Fig. 3: The absence of BCL-W does not result in compensatory upregulation of other pro-survival BCL-2 family members in MYC-driven lymphomas.

A Western blots examining and quantifying the expression levels of different BCL-2 family members and other regulators of the intrinsic apoptosis pathway. 12 lymphoma samples from spleens from each of Eµ-Myc^T/+;Bcl-w^+/+ and Eµ-Myc^T/+;Bcl-w^−/− animals were examined, with male (n = 9) and female (n = 15) animals fairly represented (mouse IDs are listed along the bottom of each image (see Supplementary File 1 for complete cohort information)).

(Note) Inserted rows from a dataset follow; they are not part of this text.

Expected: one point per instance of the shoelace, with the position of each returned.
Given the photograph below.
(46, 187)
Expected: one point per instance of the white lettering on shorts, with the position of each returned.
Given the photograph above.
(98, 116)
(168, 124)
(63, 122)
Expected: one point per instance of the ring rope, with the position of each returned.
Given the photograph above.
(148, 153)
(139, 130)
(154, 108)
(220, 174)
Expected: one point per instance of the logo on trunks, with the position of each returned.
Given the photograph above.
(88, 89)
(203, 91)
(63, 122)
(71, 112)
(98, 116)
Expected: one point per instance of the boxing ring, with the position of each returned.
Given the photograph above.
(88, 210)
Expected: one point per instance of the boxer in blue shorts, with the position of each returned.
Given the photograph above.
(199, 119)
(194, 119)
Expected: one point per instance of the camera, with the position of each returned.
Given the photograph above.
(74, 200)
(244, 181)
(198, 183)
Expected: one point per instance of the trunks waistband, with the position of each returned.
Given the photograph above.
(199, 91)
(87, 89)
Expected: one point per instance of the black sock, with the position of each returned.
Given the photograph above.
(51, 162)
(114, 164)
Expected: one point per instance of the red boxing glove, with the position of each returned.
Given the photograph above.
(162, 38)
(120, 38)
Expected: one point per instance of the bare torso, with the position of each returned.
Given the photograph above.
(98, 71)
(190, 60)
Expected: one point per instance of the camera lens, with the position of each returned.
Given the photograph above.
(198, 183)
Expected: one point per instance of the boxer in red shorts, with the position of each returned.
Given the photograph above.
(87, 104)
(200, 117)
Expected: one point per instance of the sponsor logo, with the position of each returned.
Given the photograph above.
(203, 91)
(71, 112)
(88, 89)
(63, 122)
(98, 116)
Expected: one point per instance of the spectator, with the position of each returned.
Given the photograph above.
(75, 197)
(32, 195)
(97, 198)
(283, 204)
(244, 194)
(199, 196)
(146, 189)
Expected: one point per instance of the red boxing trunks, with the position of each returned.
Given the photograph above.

Apart from BCL-W expression, no obvious, consistent differences in the levels of the indicated proteins were found between lymphomas of the two genotypes. Note that the HSP70 blots shown are representatives from one blot, as the experiment was undertaken over multiple blots, with HSP70 used as the loading control in each instance. Note also that the additional bands seen in the BCL-2 blots are due to these lymphomas being IgM-positive, as determined by flow cytometry; i.e. the bands detected are due to the binding of the HRP-conjugated anti-mouse-Ig secondary antibody to mouse Ig light chain. Complete blots are shown in Supplementary Fig. 1. B Quantification of the protein expression levels revealed that only BCL-W was differentially expressed between lymphomas of the two genotypes (Mann–Whitney test with FDR multiple comparisons, mean rank Eµ-Myc^T/+;Bcl-w^+/+ = 18.5 and Eµ-Myc^T/+;Bcl-w^−/− = 6.5, U = 0.0, n(Eµ-Myc^T/+;Bcl-w^+/+) = n(Eµ-Myc^T/+;Bcl-w^−/−) = 12, p < 0.0001). Data in (B) are presented as mean ± standard deviation. **** = p < 0.0001. While all data are displayed on one graph, comparisons should not be made between different proteins, as apparent differences in expression may be due to variable blot exposure or differences in antibody binding affinities.